Social housing is more than a contract. It’s often the only anchor that prevents people from sliding into full-blown insecurity. At the same time, it’s a shared resource, funded by everyone, that can’t quietly turn into discreet holiday homes for those who managed to rebuild their lives elsewhere.
This case forces a simple question, yet not so easy to face: when life has moved on, at what point does holding onto a flat become keeping it away from someone who really needs it? And who decides where that invisible line lies – a judge, a housing officer, or the person holding the keys?
In the stairwells of so many buildings, stories like this are unfolding in silence. A name on a mailbox, a barely used door, a neighbor who wonders, “Does she still live here?”
Everyone has their own reasons. The law has its answers. Between the two, there’s the messy reality of people aging, moving, adapting and sometimes refusing to let go of the one place that made them feel at home.
| Key point | Detail | Value for the reader |
|---|---|---|
| Primary residence rule | Social housing must be occupied at least eight months a year as a main home | Understand what can legally trigger an eviction procedure |
| Proof of occupancy | Normal energy use, local services, regular presence are all checked | Know which documents to keep in case your situation is questioned |
| Early dialogue | Explaining long absences and asking for help softens many conflicts | Reduce the risk of brutal procedures and find negotiated solutions |
FAQ:
- Can a social housing landlord really evict someone for not living there year-round?Yes, if the dwelling is no longer your main residence. The landlord can go to court to request termination of the lease when long-term desertion is proven.
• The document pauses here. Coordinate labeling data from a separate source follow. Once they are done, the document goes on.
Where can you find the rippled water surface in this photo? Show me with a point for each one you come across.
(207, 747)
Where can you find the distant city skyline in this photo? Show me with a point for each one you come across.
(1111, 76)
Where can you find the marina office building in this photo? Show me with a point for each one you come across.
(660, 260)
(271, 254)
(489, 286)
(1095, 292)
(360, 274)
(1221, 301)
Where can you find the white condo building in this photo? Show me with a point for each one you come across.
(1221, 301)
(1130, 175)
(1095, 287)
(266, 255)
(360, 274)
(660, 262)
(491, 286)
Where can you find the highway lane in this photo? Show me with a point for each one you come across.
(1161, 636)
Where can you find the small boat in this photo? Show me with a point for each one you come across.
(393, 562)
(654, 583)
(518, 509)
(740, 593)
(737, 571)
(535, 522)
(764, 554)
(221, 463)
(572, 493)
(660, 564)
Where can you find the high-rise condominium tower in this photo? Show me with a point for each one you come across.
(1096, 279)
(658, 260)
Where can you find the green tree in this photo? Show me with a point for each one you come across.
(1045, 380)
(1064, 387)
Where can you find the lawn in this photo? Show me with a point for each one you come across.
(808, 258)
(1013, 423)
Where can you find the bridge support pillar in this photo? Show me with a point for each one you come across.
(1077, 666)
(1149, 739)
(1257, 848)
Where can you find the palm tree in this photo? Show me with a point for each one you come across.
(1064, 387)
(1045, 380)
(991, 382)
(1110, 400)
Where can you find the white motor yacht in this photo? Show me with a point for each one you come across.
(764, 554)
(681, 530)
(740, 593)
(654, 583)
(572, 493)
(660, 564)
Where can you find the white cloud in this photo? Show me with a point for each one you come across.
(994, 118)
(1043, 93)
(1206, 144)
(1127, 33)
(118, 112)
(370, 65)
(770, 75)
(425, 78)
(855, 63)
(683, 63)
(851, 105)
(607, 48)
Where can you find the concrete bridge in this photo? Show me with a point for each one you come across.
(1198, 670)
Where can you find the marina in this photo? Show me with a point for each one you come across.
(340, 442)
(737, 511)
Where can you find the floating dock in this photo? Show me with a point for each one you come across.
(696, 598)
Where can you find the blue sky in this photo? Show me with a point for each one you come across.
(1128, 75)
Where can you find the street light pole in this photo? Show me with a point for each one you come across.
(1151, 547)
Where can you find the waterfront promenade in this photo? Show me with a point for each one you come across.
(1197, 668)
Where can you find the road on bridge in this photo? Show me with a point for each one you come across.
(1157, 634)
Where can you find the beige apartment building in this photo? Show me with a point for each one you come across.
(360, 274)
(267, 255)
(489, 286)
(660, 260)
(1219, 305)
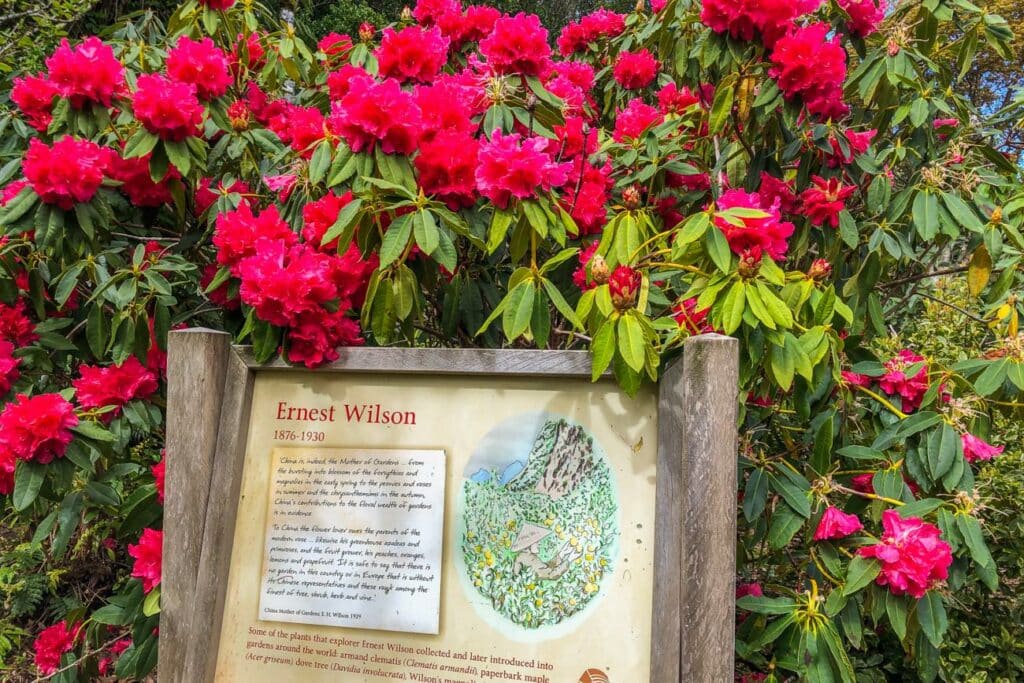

- What counts as “proof” that I really live in my social housing?Regular energy and water consumption, tax residence, local medical care, school or work in the area, and testimonies from neighbors or the caretaker all help show genuine occupancy.
- Can I keep my social flat if I’ve inherited or bought another home?Owning another property is not automatically forbidden, but if you actually live most of the time in that other home, the social landlord can consider your HLM a second home and contest your lease.
- What should I do if I have to leave for several months?Inform the landlord in writing, explain the reason (health, family, work) and keep documents to prove this is temporary. That way, your absence looks less like an abandonment.
- Who can help me if I’m facing eviction from social housing?You can contact legal aid services, tenant unions, social workers at your city hall, or housing-focused associations who can assist with your case and support you in court if needed.